Da bin ich mal auf die ersten tests gespannt, der doppelturm scheint ja ein direkter konkurrent zu meinem noctua zu sein


----------



## XXTREME (5. Oktober 2010)

*AW: Be Quiet: CPU-Kühler Dark Rock Advanced und Pro vorgestellt*

Das die Heatpipes immer so Scheissse aussehen müssen (ich meine die Enden die oben aus dem Kühler rauskommen ). Da geht doch nichts über (m)einen Scythe Mugen .


----------



## Kaktus (5. Oktober 2010)

*AW: Be Quiet: CPU-Kühler Dark Rock Advanced und Pro vorgestellt*

@XXTREME
Dafür ist der Mugen 2 aber technisch extrem primitiv. Wenn auch Effektiv.


----------



## Perry (5. Oktober 2010)

*AW: Be Quiet: CPU-Kühler Dark Rock Advanced und Pro vorgestellt*

Also aus Design sicht fand ich die Blue Orb oder meinen alten Zalman auch schöner, nur hat sich das Design mit diesen riesigen Tower Kühler als am effizientesten erwiesen, da sie einfach die größte Kühlfläche bei optimaler Anströming bieten.

Das das zwangsweise dazu führt das ein Kühler wie das Plagiat des anderen aussieht ist klar.


----------



## The_Schroeder (5. Oktober 2010)

*AW: Be Quiet: CPU-Kühler Dark Rock Advanced und Pro vorgestellt*



Perry schrieb:


> Das das zwangsweise dazu führt das ein Kühler wie das Plagiat des anderen aussieht ist klar.



...wie zB bei dem von Bequiet,...Lamellenform und die Lüfterklammern schein vom Noctua zukommen 
Aber irgendwie schade, vllt fehlt den Jungs nur ne gute Idee


----------



## ReaCT (5. Oktober 2010)

*AW: Be Quiet: CPU-Kühler Dark Rock Advanced und Pro vorgestellt*

Also ich finde die sehn geil aus  Aber warum müssen die so teuer sein`? Liegt wohl auch teilweise am gutem Lüfter


----------



## schlappe89 (5. Oktober 2010)

*AW: Be Quiet: CPU-Kühler Dark Rock Advanced und Pro vorgestellt*

Warum die so teuer sein müssen?  Weil die damit richtig viel Kohle machen wollen.

Wenn der Tower Kühler mit Megahalems auf einem Niveau liegt und der Twintower an den NH-D14/Silverarrow ranreicht sind die Preise doch in Ordnung.

Auf jeden Fall sind die Bilder extrem schlecht.

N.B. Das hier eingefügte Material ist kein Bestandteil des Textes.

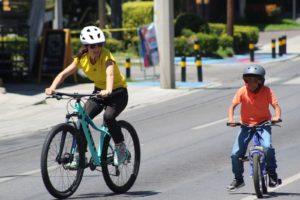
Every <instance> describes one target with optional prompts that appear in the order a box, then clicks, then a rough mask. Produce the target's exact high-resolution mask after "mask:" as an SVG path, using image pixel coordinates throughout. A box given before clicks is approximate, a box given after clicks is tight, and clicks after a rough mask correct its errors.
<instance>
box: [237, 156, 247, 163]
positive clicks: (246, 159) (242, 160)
mask: <svg viewBox="0 0 300 200" xmlns="http://www.w3.org/2000/svg"><path fill="white" fill-rule="evenodd" d="M239 160H240V161H243V162H247V161H249V157H248V156H244V157H241V158H239Z"/></svg>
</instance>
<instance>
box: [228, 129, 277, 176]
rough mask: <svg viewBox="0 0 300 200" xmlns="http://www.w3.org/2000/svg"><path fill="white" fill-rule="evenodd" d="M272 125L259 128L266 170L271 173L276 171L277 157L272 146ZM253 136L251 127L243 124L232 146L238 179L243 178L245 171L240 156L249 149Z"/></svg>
mask: <svg viewBox="0 0 300 200" xmlns="http://www.w3.org/2000/svg"><path fill="white" fill-rule="evenodd" d="M271 130H272V129H271V127H270V126H262V127H259V128H257V130H256V131H257V132H258V133H259V136H260V137H259V142H260V144H261V145H262V146H263V147H264V151H265V155H266V170H267V172H268V173H269V174H270V173H271V174H273V173H276V168H277V165H276V158H275V149H273V148H272V138H271V136H272V133H271ZM252 138H253V133H251V128H249V127H245V126H242V127H241V129H240V131H239V133H238V135H237V137H236V139H235V142H234V144H233V147H232V152H231V161H232V172H233V174H234V176H235V178H236V179H242V178H243V173H244V164H243V161H241V160H239V158H241V157H244V156H245V154H246V151H247V147H248V144H249V142H250V141H251V139H252Z"/></svg>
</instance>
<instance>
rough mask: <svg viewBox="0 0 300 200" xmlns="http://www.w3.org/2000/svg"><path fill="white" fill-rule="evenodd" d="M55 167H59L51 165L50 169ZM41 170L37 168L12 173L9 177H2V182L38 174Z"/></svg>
mask: <svg viewBox="0 0 300 200" xmlns="http://www.w3.org/2000/svg"><path fill="white" fill-rule="evenodd" d="M54 168H57V166H52V167H49V168H48V169H49V170H52V169H54ZM40 172H41V170H40V169H35V170H32V171H28V172H24V173H22V174H17V175H11V176H9V177H3V178H0V183H4V182H6V181H10V180H13V179H16V178H18V177H22V176H29V175H32V174H37V173H40Z"/></svg>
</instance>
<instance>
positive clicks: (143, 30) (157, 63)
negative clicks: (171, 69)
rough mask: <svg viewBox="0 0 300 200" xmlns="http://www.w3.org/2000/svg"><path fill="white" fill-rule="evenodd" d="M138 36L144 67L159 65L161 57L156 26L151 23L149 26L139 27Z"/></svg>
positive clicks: (141, 26)
mask: <svg viewBox="0 0 300 200" xmlns="http://www.w3.org/2000/svg"><path fill="white" fill-rule="evenodd" d="M138 36H139V38H140V48H139V51H140V55H141V57H142V60H143V64H144V67H152V66H155V65H157V64H158V62H159V56H158V46H157V39H156V33H155V26H154V24H153V23H151V24H150V25H148V26H141V27H139V28H138Z"/></svg>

Die Kühler sehen abgenutzt aus und das Licht ist schlecht.


----------



## Kaktus (5. Oktober 2010)

*AW: Be Quiet: CPU-Kühler Dark Rock Advanced und Pro vorgestellt*

Das sind auch Prototypen und keine Modelle für den Verkauf. Die müssen nicht gut aussehen sondern erst mal nur funktionieren. Und es ist ja auch keine ofizielle Vorstellung, nur ein Aufzeigen das etwas kommt. 

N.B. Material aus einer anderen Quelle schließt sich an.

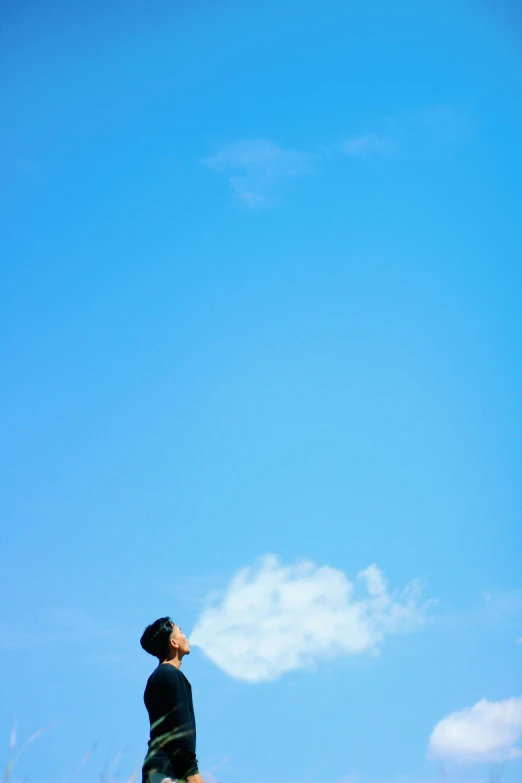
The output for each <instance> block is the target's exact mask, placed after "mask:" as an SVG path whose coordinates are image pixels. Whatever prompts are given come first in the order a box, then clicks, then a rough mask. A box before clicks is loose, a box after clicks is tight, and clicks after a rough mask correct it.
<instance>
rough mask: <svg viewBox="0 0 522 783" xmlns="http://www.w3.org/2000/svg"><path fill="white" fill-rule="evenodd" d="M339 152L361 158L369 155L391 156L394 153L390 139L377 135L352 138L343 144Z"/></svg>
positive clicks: (393, 150) (355, 137) (343, 143)
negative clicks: (339, 151) (361, 157)
mask: <svg viewBox="0 0 522 783" xmlns="http://www.w3.org/2000/svg"><path fill="white" fill-rule="evenodd" d="M341 150H342V151H343V152H344V154H345V155H350V156H352V157H354V158H361V157H366V156H367V155H371V154H377V155H392V154H393V153H394V152H395V145H394V143H393V142H392V141H391V139H387V138H385V137H384V136H380V135H379V134H378V133H366V134H364V135H362V136H353V138H351V139H348V140H347V141H345V142H343V143H342V144H341Z"/></svg>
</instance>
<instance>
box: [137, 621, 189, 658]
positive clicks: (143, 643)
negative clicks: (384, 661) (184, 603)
mask: <svg viewBox="0 0 522 783" xmlns="http://www.w3.org/2000/svg"><path fill="white" fill-rule="evenodd" d="M140 644H141V646H142V647H143V649H144V650H145V651H146V652H148V653H149V654H150V655H154V656H155V657H156V658H158V660H159V662H160V663H162V662H163V661H173V660H176V659H177V660H179V661H181V659H182V658H183V656H184V655H188V653H189V652H190V644H189V640H188V639H187V637H186V636H185V634H184V633H183V631H182V630H181V628H180V627H179V625H176V624H175V623H173V622H172V620H171V619H170V617H160V619H159V620H156V621H155V622H154V623H151V625H148V626H147V627H146V628H145V630H144V631H143V635H142V637H141V639H140Z"/></svg>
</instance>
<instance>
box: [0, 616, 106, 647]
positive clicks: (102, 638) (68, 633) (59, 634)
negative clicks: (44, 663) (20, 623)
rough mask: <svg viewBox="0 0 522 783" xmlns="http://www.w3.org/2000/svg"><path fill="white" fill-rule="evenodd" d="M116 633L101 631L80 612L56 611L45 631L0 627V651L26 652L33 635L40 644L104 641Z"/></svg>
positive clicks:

Und die Preise... naja... ich glaube die meisten haben keine Vorstellungen was die Entwicklung von so etwas kostet. Auch die Toolkits für den Herstellungsprozess sind ungemein teuer. Da machen sich viele ein ganz falsches Bild.


----------



## schlappe89 (5. Oktober 2010)

*AW: Be Quiet: CPU-Kühler Dark Rock Advanced und Pro vorgestellt*



> Die müssen nicht gut aussehen sondern erst mal nur funktionieren



Das hätten die mal mit guten Temps zeigen sollen


----------



## Kaktus (5. Oktober 2010)

*AW: Be Quiet: CPU-Kühler Dark Rock Advanced und Pro vorgestellt*

Ich bin mir ziemlich sicher das zumindest der Doppelkühler sehr gut sein wird. Der Aufbau ist sehr viel versprechend.


----------



## Lan_Party (10. Oktober 2010)

*AW: Be Quiet: CPU-Kühler Dark Rock Advanced und Pro vorgestellt*



Kaktus schrieb:


> Ich bin mir ziemlich sicher das zumindest der Doppelkühler sehr gut sein wird. Der Aufbau ist sehr viel versprechend.

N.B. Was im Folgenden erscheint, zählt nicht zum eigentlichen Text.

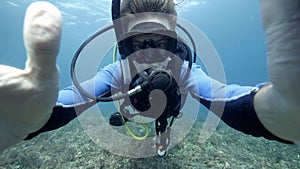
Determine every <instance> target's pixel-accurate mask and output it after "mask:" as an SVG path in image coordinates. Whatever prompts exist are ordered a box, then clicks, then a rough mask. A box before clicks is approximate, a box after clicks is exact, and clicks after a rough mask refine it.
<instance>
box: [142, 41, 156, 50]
mask: <svg viewBox="0 0 300 169" xmlns="http://www.w3.org/2000/svg"><path fill="white" fill-rule="evenodd" d="M143 47H144V49H147V48H156V45H155V42H154V40H153V39H146V40H144V41H143Z"/></svg>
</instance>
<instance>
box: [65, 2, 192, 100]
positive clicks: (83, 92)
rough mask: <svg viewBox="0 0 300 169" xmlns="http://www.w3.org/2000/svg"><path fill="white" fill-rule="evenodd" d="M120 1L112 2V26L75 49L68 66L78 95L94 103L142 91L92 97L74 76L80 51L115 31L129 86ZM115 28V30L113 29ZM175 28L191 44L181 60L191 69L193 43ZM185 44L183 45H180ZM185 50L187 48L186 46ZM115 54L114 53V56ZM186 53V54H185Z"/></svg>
mask: <svg viewBox="0 0 300 169" xmlns="http://www.w3.org/2000/svg"><path fill="white" fill-rule="evenodd" d="M120 3H121V1H120V0H112V9H111V11H112V19H113V21H114V22H113V25H110V26H107V27H105V28H103V29H100V30H99V31H97V32H96V33H94V34H93V35H91V36H90V37H89V38H88V39H86V40H85V41H84V42H83V43H82V44H81V46H80V47H79V48H78V49H77V51H76V53H75V54H74V56H73V59H72V62H71V66H70V74H71V79H72V82H73V84H74V86H75V87H76V88H77V89H78V91H79V92H80V94H82V95H83V96H85V97H87V98H89V99H92V100H95V101H96V102H111V101H115V100H120V99H124V98H126V97H128V96H129V95H132V94H134V93H137V92H140V91H141V90H142V88H141V86H138V87H137V88H135V89H132V90H129V91H125V93H123V94H119V95H113V96H108V97H107V96H104V95H105V94H104V95H101V96H94V95H92V94H90V93H88V92H87V91H86V90H84V89H83V88H82V87H81V85H80V83H79V81H78V79H77V76H76V71H75V68H76V63H77V60H78V58H79V57H80V55H81V53H82V51H83V50H84V49H86V47H87V46H88V45H89V44H90V43H91V42H92V41H94V40H95V39H96V38H97V37H99V36H101V35H102V34H104V33H106V32H107V31H109V30H111V29H114V30H115V36H116V38H117V40H118V39H119V40H118V43H117V47H118V52H119V54H120V56H121V60H120V62H121V66H122V73H123V78H124V84H129V83H130V82H131V80H132V77H131V74H130V70H129V63H128V59H126V55H125V53H128V52H127V51H126V50H127V49H126V48H125V41H122V40H120V37H121V35H122V34H123V24H122V22H121V12H120V7H121V5H120ZM115 28H117V29H115ZM177 28H179V29H181V30H182V31H183V32H184V33H185V34H186V35H187V37H188V38H189V41H190V43H191V44H192V47H193V50H192V53H193V55H192V54H187V55H186V58H182V59H183V60H186V61H188V67H189V68H191V66H192V63H193V62H196V53H195V51H196V45H195V42H194V40H193V38H192V36H191V35H190V33H189V32H188V30H186V29H185V28H184V27H183V26H181V25H180V24H178V23H177ZM182 44H185V43H182ZM186 48H188V50H189V47H187V46H186ZM116 53H117V52H115V55H116ZM187 53H188V52H187Z"/></svg>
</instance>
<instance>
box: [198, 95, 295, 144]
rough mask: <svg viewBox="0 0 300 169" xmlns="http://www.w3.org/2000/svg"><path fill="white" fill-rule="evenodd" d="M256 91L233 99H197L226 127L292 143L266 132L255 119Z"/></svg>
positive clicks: (258, 122) (263, 127) (241, 131)
mask: <svg viewBox="0 0 300 169" xmlns="http://www.w3.org/2000/svg"><path fill="white" fill-rule="evenodd" d="M256 92H257V89H255V90H252V91H249V92H247V93H245V94H243V95H240V96H238V97H236V98H235V99H226V98H223V99H208V98H204V97H199V101H200V103H201V104H202V105H204V106H205V107H206V108H208V109H210V111H212V112H213V113H215V114H216V115H217V116H218V117H220V118H221V119H222V121H223V122H225V123H226V124H227V125H228V126H230V127H232V128H234V129H236V130H238V131H241V132H243V133H245V134H248V135H252V136H254V137H264V138H266V139H269V140H276V141H279V142H282V143H288V144H293V142H291V141H288V140H285V139H281V138H279V137H277V136H275V135H274V134H272V133H271V132H270V131H269V130H267V129H266V128H265V127H264V126H263V124H262V123H261V122H260V120H259V119H258V117H257V114H256V112H255V109H254V105H253V99H254V96H255V94H256Z"/></svg>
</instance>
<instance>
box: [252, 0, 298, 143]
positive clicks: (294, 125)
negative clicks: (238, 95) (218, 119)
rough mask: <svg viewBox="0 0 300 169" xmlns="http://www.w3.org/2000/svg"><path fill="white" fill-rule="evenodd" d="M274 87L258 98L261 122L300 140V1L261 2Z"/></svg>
mask: <svg viewBox="0 0 300 169" xmlns="http://www.w3.org/2000/svg"><path fill="white" fill-rule="evenodd" d="M260 6H261V15H262V24H263V27H264V30H265V35H266V42H267V50H268V53H267V61H268V71H269V77H270V81H271V84H270V85H267V86H265V87H263V88H262V89H261V90H259V91H258V92H257V94H256V95H255V97H254V107H255V110H256V112H257V116H258V118H259V120H260V121H261V122H262V124H263V125H264V127H266V128H267V129H268V130H269V131H270V132H271V133H273V134H274V135H276V136H278V137H280V138H283V139H287V140H291V141H300V90H299V84H300V76H299V75H300V1H299V0H289V1H286V0H260Z"/></svg>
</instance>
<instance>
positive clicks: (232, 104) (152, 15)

Würde ich auch sagen.  Die Kühlleistungen sollten viel versprechend aussehen.


----------



## X Broster (7. Dezember 2010)

*AW: Be Quiet: CPU-Kühler Dark Rock Advanced und Pro vorgestellt*

Min. 900 Umdrehungen? Das wäre mir im Idle eindeutig zu laut!
Der alte SW machte noch min. 450RPM, die nonPWM Variante immerhin noch relativ geräuschlose 720RPM.


----------



## Amigo (7. Dezember 2010)

*AW: Be Quiet: CPU-Kühler Dark Rock Advanced und Pro vorgestellt*

Mit den standard Drehzahlen des Silent Wings wär der Kühler um einiges interessanter denke ich... 
So werden einige User doch wieder den Gedanken haben, den Lüfter zu tauschen und evtl. gleich einen anderen Kühler kaufen.


----------



## SaxonyHK (7. Dezember 2010)

*AW: Be Quiet: CPU-Kühler Dark Rock Advanced und Pro vorgestellt*

Kann mir vorstellen das der Dark Rock Pro ne wirklich gute Kühlleistung bringt. Außerdem sieht der Kühler auch noch gut aus. Das große Problem wird für viele User das doch sehr hohe Gewicht von 1,5 kg sein. So schwer ist ja nicht mal der Noctua NH-D14, der wiegt mit Lüftern "nur" 1,24kg.


----------



## Luckysh0t (7. Dezember 2010)

*AW: Be Quiet: CPU-Kühler Dark Rock Advanced und Pro vorgestellt*

schauen echt n1 aus den pro in nem pure black p50 auf meinem crosshair form IV ^^   weihnachtsgeld ich komme xD (wenns den eins gibt )


----------



## amdfreak (7. Dezember 2010)

*AW: Be Quiet: CPU-Kühler Dark Rock Advanced und Pro vorgestellt*

Endlich wieder ein High-end Kühler, der auf schwächeren CPUs nicht die 1000RPM Grenze überschreiten wird.


----------



## cPT_cAPSLOCK (7. Dezember 2010)

*AW: Be Quiet: CPU-Kühler Dark Rock Advanced und Pro vorgestellt*

o_O  fett...
Sieht so aus, als bekäme man für den hohen Preis mal richtig was geboten...
Auch wenn der Kühler nix für mich ist - ich freue mich auf einen Schlagabtausch mit dem Noctua NH-D14!


----------



## elohim (8. Dezember 2010)

*AW: Be Quiet: CPU-Kühler Dark Rock Advanced und Pro vorgestellt*

die werden schon net schlecht sein, aber für den preis ist alles andere als bestleistung uninteressant bei der starken und sogar günstigeren Konkurrenz


----------



## Seabound (8. Dezember 2010)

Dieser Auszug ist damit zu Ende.